A Javier Milei se lo vio emocionado, sobre todo en la ceremonia religiosa. También, un poquito incómodo en el papel protagónico que le tocó ocupar. Ha dicho que se toma la presidencia como un trabajo. Todo lo que evite que el poder se le suba a la cabeza, bienvenido. En su discurso en el Congreso, plantó la bandera de la batalla cultural. Está bien, si apunta a la deconstrucción del sentido común ideologizado y ajeno a la realidad por el que los argentinos tenemos debilidad y que cristalizó en el relato K. También, si busca crear una mística que confiera sentido al sufrimiento social que traerá el ajuste. ¿No es eso acaso lo que le faltó a Macri? Pero estaría mal si se trata de una cruzada para cambiar un viejo dogma por otro nuevo de signo contrario. Nadie es dueño de la verdad en una democracia liberal. Crear nuevas categorías de creyentes y herejes sería profundizar uno de los males más nocivos que extremó el kirchnerismo.
Mientras los mandatarios extranjeros se calcinaban al sol, Milei hizo un buen discurso en el que describió, como se esperaba, el estado ruinoso en que recibió el país. Hubo, eso sí, una desafinación preocupante: “No venimos a perseguir a nadie”. Eso está muy bien, pero habiendo tantos que se sienten perseguidos e invocan el lawfare, el Presidente podría haber avalado la acción de la Justicia, cuya función, precisamente, es perseguir el delito. Habría disipado cualquier suspicacia. Luego invitó a sumarse a la “nueva Argentina” y complementó la idea con otra frase poco feliz: “No importa de dónde vienen y lo que han hecho”. ¿La adscripción al Gobierno lava el pecado cometido? Así es como actúa la casta. Lo que han hecho algunos importa y mucho, ese es el problema. Quienes votaron a Milei esperan que se juzgue y condene la corrupción kirchnerista. Sin esto, difícil que el país cambie y revierta su caída.

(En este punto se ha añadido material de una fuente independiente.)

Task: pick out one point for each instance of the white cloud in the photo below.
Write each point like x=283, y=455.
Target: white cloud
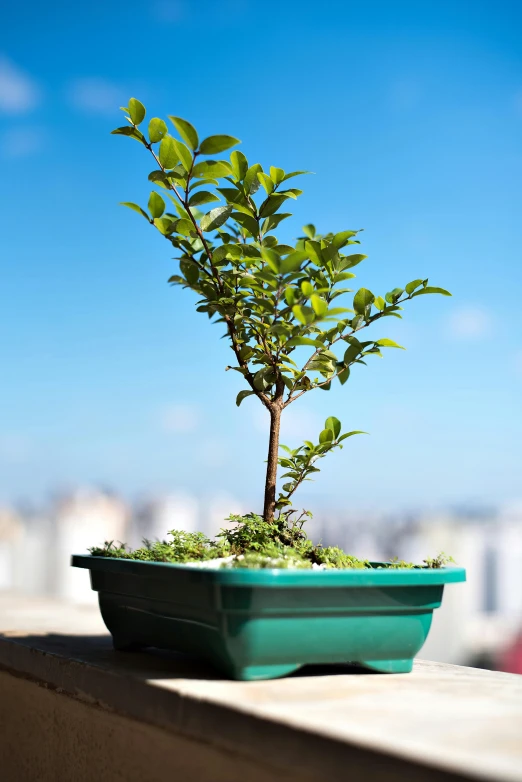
x=96, y=96
x=21, y=142
x=18, y=92
x=181, y=418
x=470, y=322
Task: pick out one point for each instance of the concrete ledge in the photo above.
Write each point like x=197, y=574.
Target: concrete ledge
x=72, y=708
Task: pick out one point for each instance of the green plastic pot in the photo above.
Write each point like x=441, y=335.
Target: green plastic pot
x=261, y=624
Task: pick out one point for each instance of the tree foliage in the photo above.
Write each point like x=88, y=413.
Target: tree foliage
x=275, y=301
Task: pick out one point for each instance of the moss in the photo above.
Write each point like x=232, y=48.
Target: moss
x=253, y=543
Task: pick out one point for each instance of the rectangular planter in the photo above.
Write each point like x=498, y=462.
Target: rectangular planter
x=260, y=624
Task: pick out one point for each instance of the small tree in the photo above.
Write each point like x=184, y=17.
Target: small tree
x=272, y=298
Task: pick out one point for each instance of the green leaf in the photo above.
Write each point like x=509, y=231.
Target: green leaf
x=190, y=271
x=185, y=227
x=242, y=395
x=343, y=375
x=392, y=296
x=202, y=197
x=290, y=297
x=297, y=341
x=293, y=261
x=352, y=260
x=307, y=288
x=351, y=353
x=136, y=111
x=184, y=154
x=246, y=222
x=131, y=132
x=334, y=424
x=159, y=178
x=272, y=204
x=388, y=343
x=168, y=154
x=432, y=290
x=410, y=287
x=272, y=259
x=266, y=181
x=136, y=208
x=157, y=129
x=226, y=251
x=215, y=218
x=319, y=305
x=165, y=225
x=303, y=314
x=156, y=204
x=314, y=252
x=295, y=173
x=273, y=221
x=214, y=144
x=342, y=238
x=362, y=299
x=251, y=181
x=277, y=174
x=213, y=169
x=239, y=164
x=186, y=131
x=326, y=436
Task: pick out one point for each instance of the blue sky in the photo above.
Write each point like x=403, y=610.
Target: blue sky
x=410, y=114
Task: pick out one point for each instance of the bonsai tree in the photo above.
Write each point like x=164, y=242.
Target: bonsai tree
x=292, y=324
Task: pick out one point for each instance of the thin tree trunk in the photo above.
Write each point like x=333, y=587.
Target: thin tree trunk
x=271, y=467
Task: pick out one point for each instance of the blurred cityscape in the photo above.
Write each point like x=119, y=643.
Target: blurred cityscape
x=480, y=623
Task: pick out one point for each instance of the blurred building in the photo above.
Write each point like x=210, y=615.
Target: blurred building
x=480, y=622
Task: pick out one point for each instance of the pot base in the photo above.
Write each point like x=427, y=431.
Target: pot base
x=264, y=624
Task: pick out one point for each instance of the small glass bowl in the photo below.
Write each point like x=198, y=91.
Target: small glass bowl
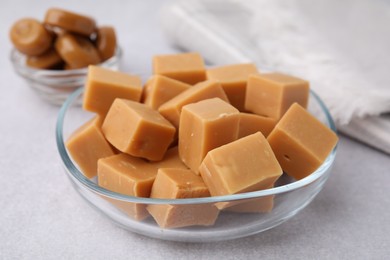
x=55, y=86
x=289, y=196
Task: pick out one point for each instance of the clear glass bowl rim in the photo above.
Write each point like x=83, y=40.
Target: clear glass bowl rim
x=77, y=176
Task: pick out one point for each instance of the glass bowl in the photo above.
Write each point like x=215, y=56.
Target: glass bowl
x=289, y=196
x=55, y=86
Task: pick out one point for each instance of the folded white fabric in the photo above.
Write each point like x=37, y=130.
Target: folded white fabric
x=341, y=47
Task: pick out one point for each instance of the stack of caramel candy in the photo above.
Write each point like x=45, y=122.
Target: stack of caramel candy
x=64, y=40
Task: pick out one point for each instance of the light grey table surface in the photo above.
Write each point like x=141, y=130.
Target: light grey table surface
x=42, y=217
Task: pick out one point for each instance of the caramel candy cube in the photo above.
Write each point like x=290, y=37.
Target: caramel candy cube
x=127, y=175
x=247, y=164
x=206, y=125
x=159, y=89
x=171, y=160
x=272, y=94
x=233, y=79
x=87, y=145
x=252, y=123
x=300, y=142
x=173, y=183
x=185, y=67
x=137, y=129
x=208, y=89
x=104, y=85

El martes llegó el anuncio del ministro de Economía. Es cierto que faltaron precisiones y que las medidas representan un peso grande para las espaldas de la gente. Sin embargo, los palos que recibió Caputo me parecieron excesivos. El síndrome de la crítica como deporte nacional favorece el boicot contra el desafío descomunal de equilibrar las cuentas. Tal como ocurrió durante el gobierno de Macri. Habrá que tener cuidado de no matar el brote antes de que despunte. Sería darles pasto a quienes saldrán a pisarlo para imponer la vuelta al yuyo del privilegio corporativo.

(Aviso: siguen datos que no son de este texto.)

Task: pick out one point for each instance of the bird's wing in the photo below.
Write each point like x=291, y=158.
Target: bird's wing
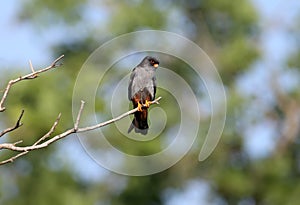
x=130, y=84
x=154, y=87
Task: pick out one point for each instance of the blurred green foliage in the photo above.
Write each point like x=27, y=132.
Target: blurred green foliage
x=232, y=175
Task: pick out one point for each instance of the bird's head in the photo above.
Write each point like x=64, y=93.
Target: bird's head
x=150, y=61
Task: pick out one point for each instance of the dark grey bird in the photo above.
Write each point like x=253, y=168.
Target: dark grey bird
x=141, y=90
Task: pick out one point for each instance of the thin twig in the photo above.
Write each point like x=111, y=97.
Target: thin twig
x=24, y=150
x=79, y=115
x=48, y=134
x=31, y=75
x=31, y=66
x=17, y=125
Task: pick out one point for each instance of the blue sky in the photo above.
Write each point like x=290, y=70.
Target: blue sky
x=19, y=43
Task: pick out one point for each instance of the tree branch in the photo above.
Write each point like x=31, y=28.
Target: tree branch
x=17, y=125
x=31, y=75
x=40, y=144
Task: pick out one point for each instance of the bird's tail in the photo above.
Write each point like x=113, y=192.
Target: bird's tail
x=139, y=123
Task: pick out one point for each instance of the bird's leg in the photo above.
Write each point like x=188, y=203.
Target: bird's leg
x=139, y=106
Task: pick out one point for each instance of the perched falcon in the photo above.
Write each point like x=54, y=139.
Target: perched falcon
x=141, y=90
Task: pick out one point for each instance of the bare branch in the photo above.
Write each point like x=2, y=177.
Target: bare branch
x=48, y=134
x=17, y=125
x=79, y=115
x=13, y=158
x=31, y=75
x=31, y=66
x=38, y=145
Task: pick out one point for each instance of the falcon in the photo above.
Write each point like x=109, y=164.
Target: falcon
x=141, y=90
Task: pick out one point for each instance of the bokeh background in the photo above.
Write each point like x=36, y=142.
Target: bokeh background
x=256, y=49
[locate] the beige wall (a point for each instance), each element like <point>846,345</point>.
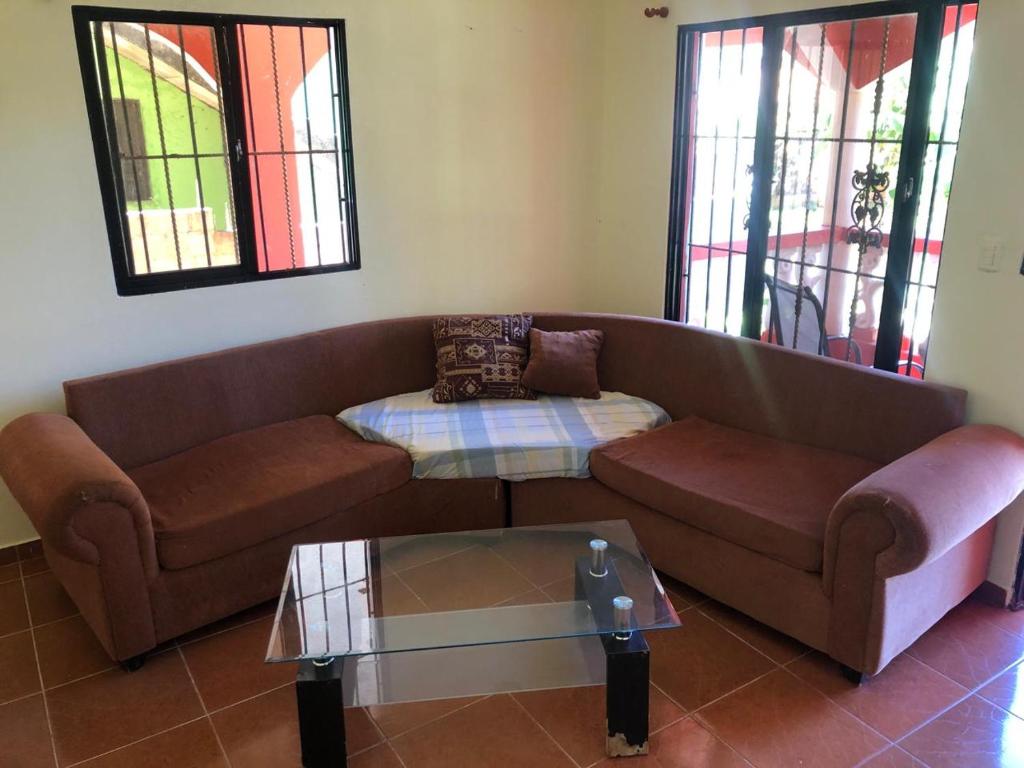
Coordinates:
<point>471,120</point>
<point>978,337</point>
<point>496,141</point>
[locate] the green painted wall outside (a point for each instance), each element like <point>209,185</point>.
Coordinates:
<point>174,111</point>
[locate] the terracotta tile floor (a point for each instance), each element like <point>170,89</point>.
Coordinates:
<point>727,691</point>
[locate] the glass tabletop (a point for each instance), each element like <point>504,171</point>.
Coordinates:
<point>477,588</point>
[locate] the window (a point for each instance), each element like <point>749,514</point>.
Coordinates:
<point>813,160</point>
<point>222,143</point>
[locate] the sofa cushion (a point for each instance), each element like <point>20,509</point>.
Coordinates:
<point>564,363</point>
<point>251,486</point>
<point>481,357</point>
<point>766,495</point>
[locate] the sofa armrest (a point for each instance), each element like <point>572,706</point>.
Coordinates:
<point>921,506</point>
<point>55,471</point>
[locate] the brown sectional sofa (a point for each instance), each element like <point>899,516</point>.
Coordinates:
<point>846,507</point>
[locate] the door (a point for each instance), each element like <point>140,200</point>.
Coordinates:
<point>800,154</point>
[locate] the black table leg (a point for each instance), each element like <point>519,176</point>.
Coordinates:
<point>322,720</point>
<point>627,654</point>
<point>627,693</point>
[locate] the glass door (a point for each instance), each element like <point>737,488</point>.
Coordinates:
<point>799,167</point>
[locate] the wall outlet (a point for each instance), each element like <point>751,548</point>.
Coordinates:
<point>990,254</point>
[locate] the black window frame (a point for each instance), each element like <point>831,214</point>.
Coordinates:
<point>927,47</point>
<point>238,150</point>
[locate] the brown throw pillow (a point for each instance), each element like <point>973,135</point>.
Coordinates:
<point>481,357</point>
<point>564,363</point>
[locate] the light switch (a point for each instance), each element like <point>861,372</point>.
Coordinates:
<point>990,254</point>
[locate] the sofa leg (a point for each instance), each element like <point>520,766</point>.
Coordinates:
<point>852,675</point>
<point>134,664</point>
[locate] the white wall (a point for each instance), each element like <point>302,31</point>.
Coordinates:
<point>978,336</point>
<point>472,126</point>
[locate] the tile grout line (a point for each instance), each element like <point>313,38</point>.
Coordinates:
<point>179,643</point>
<point>544,730</point>
<point>135,741</point>
<point>39,672</point>
<point>795,676</point>
<point>476,699</point>
<point>113,667</point>
<point>202,704</point>
<point>970,693</point>
<point>274,689</point>
<point>742,640</point>
<point>385,742</point>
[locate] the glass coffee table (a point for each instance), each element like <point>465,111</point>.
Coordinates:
<point>439,615</point>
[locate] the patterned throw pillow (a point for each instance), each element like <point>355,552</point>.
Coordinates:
<point>481,357</point>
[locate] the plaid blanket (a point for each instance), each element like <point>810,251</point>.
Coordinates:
<point>551,436</point>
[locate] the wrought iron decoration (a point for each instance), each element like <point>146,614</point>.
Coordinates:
<point>867,207</point>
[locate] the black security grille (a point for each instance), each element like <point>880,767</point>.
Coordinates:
<point>222,144</point>
<point>828,174</point>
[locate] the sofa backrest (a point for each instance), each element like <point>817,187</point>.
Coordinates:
<point>768,389</point>
<point>145,414</point>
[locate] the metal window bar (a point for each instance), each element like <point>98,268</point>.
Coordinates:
<point>782,172</point>
<point>810,180</point>
<point>309,141</point>
<point>335,93</point>
<point>688,273</point>
<point>345,127</point>
<point>163,143</point>
<point>247,84</point>
<point>224,141</point>
<point>732,206</point>
<point>839,169</point>
<point>714,180</point>
<point>131,143</point>
<point>281,139</point>
<point>195,142</point>
<point>862,243</point>
<point>940,144</point>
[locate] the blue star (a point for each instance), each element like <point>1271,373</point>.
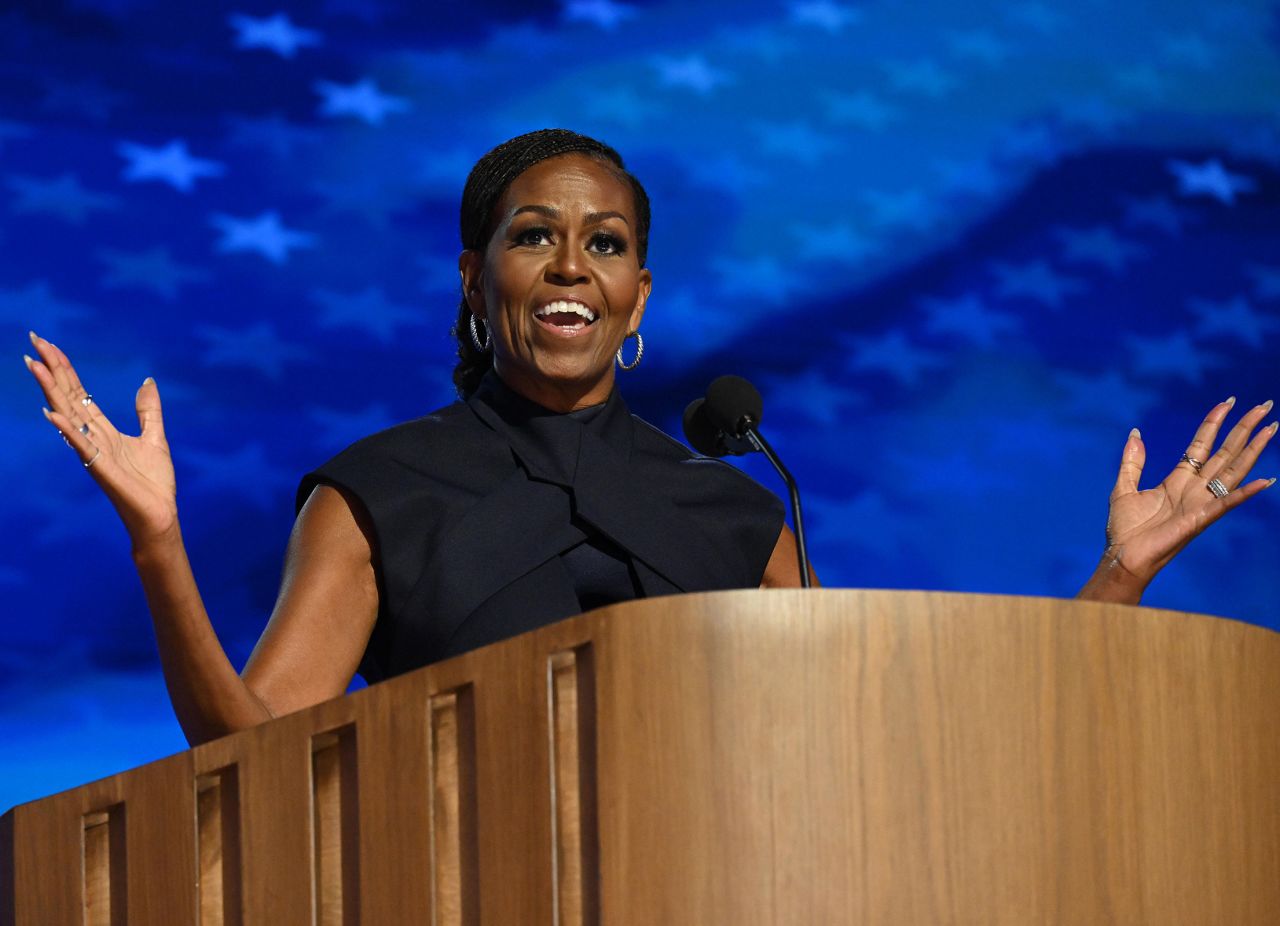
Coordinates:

Imaginemos un médico que, en plena guerra, se dispone a cerrar una herida de urgencia, sin anestesia. Aunque la dramática pérdida de sangre se deba a la agresión de un tercero, el insulto del paciente irá dirigido contra quien clava la aguja con intención de curar. ¿Hasta qué punto se entregará el convaleciente, a pesar del dolor, a las manos del médico? ¿En qué punto sacará el cuerpo, aun a riesgo de su propia vida? Depende de la conciencia que tenga de la gravedad de su herida, pero más aún de la confianza que le inspire el cirujano. Por eso Milei está obligado a cumplir su promesa de ir contra la casta.